Laura, an IVF patient, openly discusses the challenges she faced during the difficult times of her fertility journey.

She emphasizes the importance of self-advocacy and adapting plans, and addresses the often-overlooked decision about remaining embryos post-treatment. She also shares her positive experience with cryogenic storage through the Embryo OptionsSM  digital billing and connectivity platform for both fertility patients and clinics.

Can you talk about the start of your IVF journey?

I got married in 2014, and in 2016 we decided: ‘Let’s have kids!’ At that point, I had just turned 30, but we quickly realized that we were probably going to need some help. Eventually I was diagnosed with anovulation, which meant my eggs (ova) didn’t release during my menstrual cycle.

Next, we found a fertility clinic and started IVF in September 2017. We were told, “you’re young. This will be easy.” But it was not easy for me. My doctor recommended a freeze-all cycle with preimplantation genetic testing because it enabled the best embryo transfer possible. This is important to mention because I think more doctors are recommending this option to help give patients an increased chance of a successful IVF outcome – a positive pregnancy.

I had a pretty successful first round in terms of numbers. I had five frozen embryos sent off for testing, and three came back normal. Then I went through the transfer process and had a miscarriage, which was mind-blowing to me because I thought that wouldn’t happen. But nothing is guaranteed. Unfortunately, that was the beginning of several recurrent miscarriages.

I usually describe this process like you’re in a completely pitch-black room
and you don’t know where the door is. ”

How did you and your husband cope with these setbacks?

That’s the IVF journey…It’s a roller coaster. By April 2018, I was at my wit’s end and felt so defeated. I usually describe this process like you’re in a completely pitch-black room and you don’t know where the door is. When you finally find the door, you pull out those big janitor key rings and try every key. You could get it right on the first key; you could get it on the 100th key. It’s so frustrating because you have such a lack of control to some extent. You do, however, have control over how much you advocate for yourself during your fertility treatment, and how you take control of the different decisions to be made, which is eventually what we did.

With only one embryo left, we interviewed other doctors for additional options, changed our doctor and came up with a completely new game plan. And it worked. We did a new retrieval and transfer with two embryos, and one of them became my son, born in March of 2019. And shockingly, I got naturally pregnant in 2020. So now, we have two lovely boys.

The road toward fertility success and pregnancy: Laura’s IVF story 1

And you have one frozen embryo in cryo storage?

Yes, I still have a single embryo in cryo storage. I think a lot of people, myself included, don’t think about the remaining frozen embryos during their treatments. It was probably addressed during the IVF process, but you might forget because you’re not thinking about ongoing storage; you’re just thinking about getting a baby.

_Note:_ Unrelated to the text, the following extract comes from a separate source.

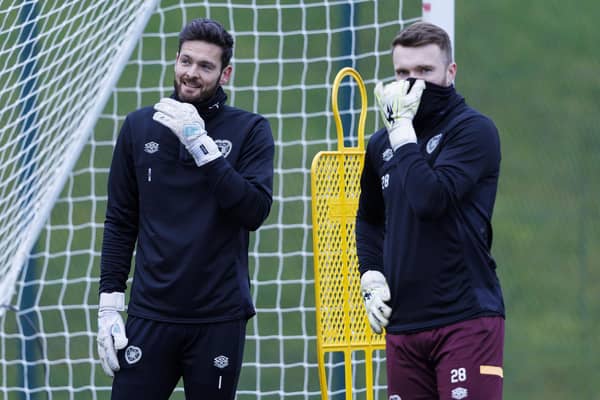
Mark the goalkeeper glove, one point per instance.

Using cryo storage is how I became an Embryo OptionsSM user. It was a pretty simple enrollment. I received the automated email; I don’t think I was surprised by the bill. Maybe I thought, ‘Oh yeah, I forgot that I’m gonna need to pay for this.’ So, my initial reaction was excitement: not excited to pay the bill, but excited to be reminded I still had that one embryo and it’s safe.

The communication and instructions were so easy. You can log in immediately, put in your information, pay the bill, and then you’re done. Honestly, it is just that easy. I still receive emails and I haven’t had to update anything, but it seems simple to change your address or credit card information. The ongoing emails, I think, can not only help to remind people of their stored embryos but also open the dialogue around continuing their family, or their end of storage choices, in the privacy of their own homes.

“Joining a support group along with taking care of your mental health
needs to be a priority amidst everything.”

What surprised you the most on your journey?

I’m most shocked by how much my fertility declined through this journey. In the media, you hear about women over 40 getting pregnant, and, of course, many achieve this naturally. But I’m sure many have also used some type of assisted reproductive help, which is a beautiful thing and something we should talk about more. Without that conversation, we’re giving a false narrative to women who think they can easily get pregnant at an older age.

Another thing that surprised me was that you might need a new perspective, a new doctor, and a new game plan along the way. And that’s okay. Every patient’s fertility journey is unique. That’s why sharing our stories can make a big impact on others going through this process. Joining a support group, along with taking care of your mental health, needs to be a priority amidst everything. I ended up being a mentor in my support group after I had success. I want to help whomever I can in the fertility community with my story and what I’ve learned.